To pile on to/with/around
@Manbearcat I think there's a point where it useful to admit that every game presses the G button, and that at least a part of the difference outlined above is simply different rationale for why it gets pushed and exactly what happens when it does. I'm bending the notion of Gamist pretty far there, I know, but not to the breaking point I don't think. To steal 'maximally compelling and consequential', and I think to agree with the above, is that when you X after that phrase honestly, and in keeping with expectations and system, that it covers all the above example (with, as mentioned, some planning and thought).
Yup. The “G Factor” of a given game might be sufficiently remote that its just a background parameter of play (eg in Dogs you can affect your ability to resolve Conflicts and Towns via better or worse strategically Giving or tactically Escalating, manipulating fictional positioning, and Helping so an ally can artificially extend their dice pool and Reverse the Blow…but players shouldn’t be inhabiting a cognitive space bent on “winning the dicing game” and no one will ever confuse Dogs for a Step On Up engine rather than a Story Now engine), but virtually all games (though not all…some game’s decision-space is too shallow or incoherent or manipulated by factors external to the decision-space; eg “by GM Force”) have a “G Factor.” It just depends on “how remote vs how integrated” and “how deep amd consequential vs how shallow and inconsequential.”
Related and not related:
One thing that annoys me about discussing challenge-centered play in TTRPGs is that there is a rather vocal cohort of players who smuggles in “there is only one form of challenge-centered play in TTRPGs and outside of that scope is futile dysfunction” rather than appending “within this game’s particular parameters of challenge” to these discussions.
There is a whole host of parameters of challenge-based play in TTRPGs. Some of them play nice with one another. Some do not.
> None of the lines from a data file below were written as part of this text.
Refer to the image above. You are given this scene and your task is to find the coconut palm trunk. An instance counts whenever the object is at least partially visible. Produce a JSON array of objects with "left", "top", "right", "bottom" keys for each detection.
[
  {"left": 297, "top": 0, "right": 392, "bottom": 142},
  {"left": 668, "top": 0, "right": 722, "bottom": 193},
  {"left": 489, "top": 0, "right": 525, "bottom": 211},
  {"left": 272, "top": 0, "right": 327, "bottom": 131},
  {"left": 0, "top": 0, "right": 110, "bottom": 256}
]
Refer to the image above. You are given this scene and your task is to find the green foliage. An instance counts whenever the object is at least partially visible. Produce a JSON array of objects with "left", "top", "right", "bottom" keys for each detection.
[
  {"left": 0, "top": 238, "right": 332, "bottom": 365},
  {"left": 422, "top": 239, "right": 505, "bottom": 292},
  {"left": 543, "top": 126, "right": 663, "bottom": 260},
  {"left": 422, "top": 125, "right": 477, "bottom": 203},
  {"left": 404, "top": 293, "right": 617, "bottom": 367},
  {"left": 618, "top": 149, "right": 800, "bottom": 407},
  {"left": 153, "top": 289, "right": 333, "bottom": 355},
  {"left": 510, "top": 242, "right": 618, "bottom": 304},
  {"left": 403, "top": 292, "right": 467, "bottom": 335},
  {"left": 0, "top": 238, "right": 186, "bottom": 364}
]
An incomplete list:
* Play the fiction skillfully to open up your lines of play or amplify an existing one.
* Play the GM by “setting conversation traps” to constrain or alter their obstacle framing via introducing causality/realism scaffolding for your position.
* Pixel-bitching and/or “turtling” to maximally decrease your risk profile and grind play to a sufficiently slow pace to ensure your mental processing has “the space to work” while increasing the GM’s prospects of “revealing their hand.”
* Make intended PC build decisions to successfully capture archetype or paradigm for use in play.
* Manage <small unit of gameplay; scene or encounter> tactical resources and relationships to optimize game unit of play success.
* Manage <large unit of gameplay; adventuring day, arc> strategic resources and longitudinal relationships to optimize game unit of play success.
* Manage the intersection of <small unit> and <large unit> of play optimization.
* Thread the needle to optimize the Venn Diagram overlap of tactical/strategic/thematic decision-space to ensure that compelling play meets discovery/surprise meets advancement schema meets a desired matrix of success:failure play trajectory.
These are all different sites of challenge-based play. Conversation about challenge needs to not assume one (which it so often does). It needs to correctly index which one, or ones, the game in question includes as a parameter for play.